The FBI has been embroiled in a federal battle with Apple, who are refusing to unlock the encrypted iPhone of Syed Rizwan Farook.
Snowden has said the FBI’s claims that Apple has "exclusive technical means" is "bulls***" and that the bureau has been capable of doing so “since the '90s".
Speaking from exile in Russia via Google Hangouts, the famous NSA whistleblower was addressing the Blueprint for a Great Democracy conference in Washington DC.

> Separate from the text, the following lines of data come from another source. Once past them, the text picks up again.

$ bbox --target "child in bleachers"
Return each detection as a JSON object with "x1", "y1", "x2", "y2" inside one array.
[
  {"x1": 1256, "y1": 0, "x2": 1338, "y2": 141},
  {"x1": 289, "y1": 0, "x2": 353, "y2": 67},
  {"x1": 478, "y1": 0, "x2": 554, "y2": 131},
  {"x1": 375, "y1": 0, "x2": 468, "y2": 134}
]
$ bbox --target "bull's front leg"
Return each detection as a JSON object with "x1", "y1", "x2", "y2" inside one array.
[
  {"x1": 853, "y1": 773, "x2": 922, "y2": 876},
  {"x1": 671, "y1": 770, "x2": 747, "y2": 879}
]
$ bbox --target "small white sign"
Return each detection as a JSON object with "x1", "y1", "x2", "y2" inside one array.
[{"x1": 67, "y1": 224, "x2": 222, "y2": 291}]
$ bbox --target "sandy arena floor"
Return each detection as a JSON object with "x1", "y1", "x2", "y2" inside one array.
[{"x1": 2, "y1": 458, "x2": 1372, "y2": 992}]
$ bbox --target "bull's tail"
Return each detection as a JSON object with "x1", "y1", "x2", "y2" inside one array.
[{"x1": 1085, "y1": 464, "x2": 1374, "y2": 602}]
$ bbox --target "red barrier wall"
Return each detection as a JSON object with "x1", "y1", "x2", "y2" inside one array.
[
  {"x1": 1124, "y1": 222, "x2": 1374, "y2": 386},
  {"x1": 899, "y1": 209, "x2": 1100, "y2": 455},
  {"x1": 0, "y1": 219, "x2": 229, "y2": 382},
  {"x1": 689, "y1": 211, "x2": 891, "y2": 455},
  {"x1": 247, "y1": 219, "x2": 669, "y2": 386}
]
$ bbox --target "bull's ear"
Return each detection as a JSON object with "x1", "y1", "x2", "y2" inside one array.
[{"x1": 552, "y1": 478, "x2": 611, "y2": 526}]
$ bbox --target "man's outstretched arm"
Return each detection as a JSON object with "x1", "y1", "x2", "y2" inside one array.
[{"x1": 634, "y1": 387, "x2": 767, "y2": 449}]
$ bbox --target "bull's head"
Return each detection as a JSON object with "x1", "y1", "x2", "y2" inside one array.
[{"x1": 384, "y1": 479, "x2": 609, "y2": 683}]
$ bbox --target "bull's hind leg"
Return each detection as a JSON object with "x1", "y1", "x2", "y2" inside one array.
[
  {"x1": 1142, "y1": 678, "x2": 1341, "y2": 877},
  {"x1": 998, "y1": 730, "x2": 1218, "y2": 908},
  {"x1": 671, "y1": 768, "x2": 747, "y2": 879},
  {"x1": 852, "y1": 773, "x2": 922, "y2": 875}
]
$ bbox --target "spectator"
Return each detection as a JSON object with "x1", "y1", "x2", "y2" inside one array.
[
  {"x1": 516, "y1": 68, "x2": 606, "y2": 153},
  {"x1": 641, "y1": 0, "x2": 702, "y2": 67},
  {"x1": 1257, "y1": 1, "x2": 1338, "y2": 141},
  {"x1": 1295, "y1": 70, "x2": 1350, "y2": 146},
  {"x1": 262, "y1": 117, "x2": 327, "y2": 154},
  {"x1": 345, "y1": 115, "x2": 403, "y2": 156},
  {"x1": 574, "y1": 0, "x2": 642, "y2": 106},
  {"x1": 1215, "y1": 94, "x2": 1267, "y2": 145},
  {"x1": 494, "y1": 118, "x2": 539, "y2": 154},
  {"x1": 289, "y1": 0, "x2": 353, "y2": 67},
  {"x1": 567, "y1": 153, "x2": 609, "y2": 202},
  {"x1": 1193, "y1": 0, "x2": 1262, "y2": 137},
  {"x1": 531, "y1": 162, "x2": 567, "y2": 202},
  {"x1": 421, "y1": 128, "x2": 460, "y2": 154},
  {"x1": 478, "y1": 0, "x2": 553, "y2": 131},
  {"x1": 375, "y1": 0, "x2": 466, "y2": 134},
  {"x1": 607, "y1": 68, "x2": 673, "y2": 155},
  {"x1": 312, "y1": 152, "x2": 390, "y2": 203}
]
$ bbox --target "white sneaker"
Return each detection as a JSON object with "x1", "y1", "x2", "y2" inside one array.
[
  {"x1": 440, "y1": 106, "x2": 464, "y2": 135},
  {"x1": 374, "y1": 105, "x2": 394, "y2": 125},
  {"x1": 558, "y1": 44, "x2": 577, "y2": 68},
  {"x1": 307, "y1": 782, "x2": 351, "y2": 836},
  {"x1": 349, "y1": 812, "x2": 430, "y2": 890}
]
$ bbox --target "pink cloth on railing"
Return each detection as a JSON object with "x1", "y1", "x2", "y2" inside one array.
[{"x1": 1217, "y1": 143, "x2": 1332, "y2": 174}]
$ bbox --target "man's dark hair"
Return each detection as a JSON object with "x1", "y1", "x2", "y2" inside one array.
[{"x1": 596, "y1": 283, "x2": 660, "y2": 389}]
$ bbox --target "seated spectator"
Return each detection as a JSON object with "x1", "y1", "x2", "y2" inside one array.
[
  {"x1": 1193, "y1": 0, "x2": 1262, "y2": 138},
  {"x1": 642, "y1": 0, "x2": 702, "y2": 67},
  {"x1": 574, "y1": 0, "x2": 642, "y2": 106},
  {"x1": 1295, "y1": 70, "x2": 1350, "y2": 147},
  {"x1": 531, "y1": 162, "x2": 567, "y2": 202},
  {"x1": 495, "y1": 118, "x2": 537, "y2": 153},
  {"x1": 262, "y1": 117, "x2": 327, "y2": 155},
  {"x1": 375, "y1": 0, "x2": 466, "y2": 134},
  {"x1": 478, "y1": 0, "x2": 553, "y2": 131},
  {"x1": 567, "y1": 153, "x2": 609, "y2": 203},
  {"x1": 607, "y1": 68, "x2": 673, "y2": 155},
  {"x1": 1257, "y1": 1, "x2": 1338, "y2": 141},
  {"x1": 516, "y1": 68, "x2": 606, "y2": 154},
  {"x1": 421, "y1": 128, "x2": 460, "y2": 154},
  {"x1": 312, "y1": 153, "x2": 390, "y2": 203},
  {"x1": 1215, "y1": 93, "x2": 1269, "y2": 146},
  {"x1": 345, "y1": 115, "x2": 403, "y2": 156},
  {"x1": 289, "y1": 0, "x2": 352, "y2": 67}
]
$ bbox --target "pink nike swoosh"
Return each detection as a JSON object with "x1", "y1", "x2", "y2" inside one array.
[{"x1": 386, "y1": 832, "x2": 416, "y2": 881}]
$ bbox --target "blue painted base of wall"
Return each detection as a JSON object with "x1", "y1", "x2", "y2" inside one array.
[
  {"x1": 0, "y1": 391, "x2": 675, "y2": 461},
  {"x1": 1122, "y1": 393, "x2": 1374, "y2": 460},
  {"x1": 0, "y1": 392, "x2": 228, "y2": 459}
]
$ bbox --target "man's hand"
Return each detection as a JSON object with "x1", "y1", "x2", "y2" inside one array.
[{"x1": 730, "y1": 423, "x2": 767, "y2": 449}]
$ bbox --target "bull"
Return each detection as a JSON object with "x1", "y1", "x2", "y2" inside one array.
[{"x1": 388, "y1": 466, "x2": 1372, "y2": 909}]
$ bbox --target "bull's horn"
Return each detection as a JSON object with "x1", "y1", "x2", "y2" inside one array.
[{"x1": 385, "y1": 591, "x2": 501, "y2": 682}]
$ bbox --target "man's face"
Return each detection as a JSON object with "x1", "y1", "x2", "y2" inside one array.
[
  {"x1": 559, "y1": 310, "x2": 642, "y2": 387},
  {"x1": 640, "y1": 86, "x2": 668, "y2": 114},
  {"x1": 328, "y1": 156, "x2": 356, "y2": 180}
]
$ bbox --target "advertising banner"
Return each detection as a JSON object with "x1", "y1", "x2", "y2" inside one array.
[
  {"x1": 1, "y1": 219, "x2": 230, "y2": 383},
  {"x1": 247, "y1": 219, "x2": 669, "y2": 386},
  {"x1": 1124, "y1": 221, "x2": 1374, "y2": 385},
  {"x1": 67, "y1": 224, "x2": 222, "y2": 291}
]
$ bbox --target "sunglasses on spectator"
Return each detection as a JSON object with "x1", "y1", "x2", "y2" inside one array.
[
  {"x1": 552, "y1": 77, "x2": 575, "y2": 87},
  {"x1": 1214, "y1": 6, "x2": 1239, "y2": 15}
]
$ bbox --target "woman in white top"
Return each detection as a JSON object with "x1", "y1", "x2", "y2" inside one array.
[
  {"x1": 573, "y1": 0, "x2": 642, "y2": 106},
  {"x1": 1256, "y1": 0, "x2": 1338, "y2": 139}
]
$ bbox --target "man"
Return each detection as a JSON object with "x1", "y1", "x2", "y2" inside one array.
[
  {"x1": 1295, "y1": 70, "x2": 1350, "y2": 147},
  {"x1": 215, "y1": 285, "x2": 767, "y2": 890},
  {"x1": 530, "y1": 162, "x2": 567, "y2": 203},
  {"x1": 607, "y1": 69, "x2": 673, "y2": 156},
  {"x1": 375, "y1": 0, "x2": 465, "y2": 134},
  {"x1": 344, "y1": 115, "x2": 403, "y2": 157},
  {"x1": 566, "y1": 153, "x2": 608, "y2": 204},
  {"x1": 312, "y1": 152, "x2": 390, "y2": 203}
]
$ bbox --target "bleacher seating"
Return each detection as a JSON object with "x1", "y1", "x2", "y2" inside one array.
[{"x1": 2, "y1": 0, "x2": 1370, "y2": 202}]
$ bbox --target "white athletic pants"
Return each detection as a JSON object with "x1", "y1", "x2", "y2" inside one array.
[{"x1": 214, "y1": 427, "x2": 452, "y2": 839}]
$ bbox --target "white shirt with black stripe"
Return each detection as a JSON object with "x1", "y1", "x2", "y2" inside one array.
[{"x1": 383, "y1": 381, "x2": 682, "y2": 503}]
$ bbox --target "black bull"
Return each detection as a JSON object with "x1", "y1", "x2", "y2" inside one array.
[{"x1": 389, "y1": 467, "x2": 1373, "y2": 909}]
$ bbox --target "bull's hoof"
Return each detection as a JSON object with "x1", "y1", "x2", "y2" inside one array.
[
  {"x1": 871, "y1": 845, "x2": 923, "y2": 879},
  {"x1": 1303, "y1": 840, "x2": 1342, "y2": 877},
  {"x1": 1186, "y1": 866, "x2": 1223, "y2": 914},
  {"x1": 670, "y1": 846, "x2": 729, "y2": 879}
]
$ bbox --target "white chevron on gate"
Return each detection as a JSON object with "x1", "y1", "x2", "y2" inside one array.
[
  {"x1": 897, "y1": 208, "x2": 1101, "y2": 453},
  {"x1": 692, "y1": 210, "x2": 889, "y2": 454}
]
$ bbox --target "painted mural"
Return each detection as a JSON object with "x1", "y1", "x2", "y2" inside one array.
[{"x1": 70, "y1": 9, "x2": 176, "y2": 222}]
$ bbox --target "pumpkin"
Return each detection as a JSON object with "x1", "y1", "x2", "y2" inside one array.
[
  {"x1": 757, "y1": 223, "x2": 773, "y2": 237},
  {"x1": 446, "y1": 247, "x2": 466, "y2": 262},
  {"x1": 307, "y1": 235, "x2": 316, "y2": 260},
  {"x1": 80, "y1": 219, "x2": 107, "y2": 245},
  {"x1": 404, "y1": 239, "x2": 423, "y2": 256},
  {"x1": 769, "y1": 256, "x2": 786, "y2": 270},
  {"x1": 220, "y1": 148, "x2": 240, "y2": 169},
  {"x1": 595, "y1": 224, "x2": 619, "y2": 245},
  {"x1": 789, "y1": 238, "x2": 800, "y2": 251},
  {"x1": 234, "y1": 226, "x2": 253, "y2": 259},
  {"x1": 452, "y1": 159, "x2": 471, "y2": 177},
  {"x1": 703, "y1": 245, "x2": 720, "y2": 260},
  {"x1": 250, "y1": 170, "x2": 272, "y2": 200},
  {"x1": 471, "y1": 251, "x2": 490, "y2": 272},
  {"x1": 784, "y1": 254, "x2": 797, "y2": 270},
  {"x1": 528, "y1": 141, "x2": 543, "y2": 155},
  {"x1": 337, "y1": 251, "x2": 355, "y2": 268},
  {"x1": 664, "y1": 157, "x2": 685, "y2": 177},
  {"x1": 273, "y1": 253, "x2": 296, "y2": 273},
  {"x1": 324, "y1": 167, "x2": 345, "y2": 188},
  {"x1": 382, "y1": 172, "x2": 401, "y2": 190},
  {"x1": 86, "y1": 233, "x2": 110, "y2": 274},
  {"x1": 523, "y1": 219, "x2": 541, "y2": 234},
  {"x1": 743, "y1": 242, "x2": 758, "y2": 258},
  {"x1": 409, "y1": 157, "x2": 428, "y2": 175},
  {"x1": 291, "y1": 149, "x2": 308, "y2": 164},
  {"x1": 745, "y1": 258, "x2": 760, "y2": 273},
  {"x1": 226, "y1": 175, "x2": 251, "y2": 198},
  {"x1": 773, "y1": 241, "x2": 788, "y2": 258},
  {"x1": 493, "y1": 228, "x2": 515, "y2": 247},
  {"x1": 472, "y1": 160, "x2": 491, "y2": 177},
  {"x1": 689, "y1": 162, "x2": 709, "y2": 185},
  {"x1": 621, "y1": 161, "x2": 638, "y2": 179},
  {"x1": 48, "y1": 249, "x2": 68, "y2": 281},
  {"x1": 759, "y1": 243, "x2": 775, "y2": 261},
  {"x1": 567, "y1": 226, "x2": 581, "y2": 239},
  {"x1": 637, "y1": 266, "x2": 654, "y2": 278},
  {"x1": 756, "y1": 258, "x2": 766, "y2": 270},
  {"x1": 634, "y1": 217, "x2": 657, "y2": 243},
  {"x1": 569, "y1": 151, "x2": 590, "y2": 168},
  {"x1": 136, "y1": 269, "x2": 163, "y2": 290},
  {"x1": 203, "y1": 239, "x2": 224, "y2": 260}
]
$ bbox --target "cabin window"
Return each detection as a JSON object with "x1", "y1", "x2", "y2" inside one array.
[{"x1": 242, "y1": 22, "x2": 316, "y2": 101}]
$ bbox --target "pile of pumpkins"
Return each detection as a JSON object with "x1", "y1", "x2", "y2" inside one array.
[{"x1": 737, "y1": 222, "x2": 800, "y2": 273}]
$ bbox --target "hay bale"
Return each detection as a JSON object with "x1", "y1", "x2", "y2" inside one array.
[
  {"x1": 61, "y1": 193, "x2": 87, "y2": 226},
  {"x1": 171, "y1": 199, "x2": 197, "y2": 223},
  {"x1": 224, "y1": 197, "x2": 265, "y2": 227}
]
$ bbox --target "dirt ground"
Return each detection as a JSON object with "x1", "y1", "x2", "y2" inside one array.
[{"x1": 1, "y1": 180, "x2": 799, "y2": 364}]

Following up on the thread later on Twitter, he said:
The global technological consensus is against the FBI. Why? Here's one example: https://t.co/t2JHOLK8iU #FBIvsApple https://t.co/mH1ZXOOQ1E
— Edward Snowden (@Snowden) March 8, 2016
The link supplied details how the FBI would go about infiltrating the phone without Apple’s aid:
"All the FBI needs to do to avoid any irreversible auto erase is simple to copy that flash memory (which includes the Effaceable Storage) before it tries 10 passcode attempts. It can then re-try indefinitely, because it can restore the NAND flash memory from its backup copy”.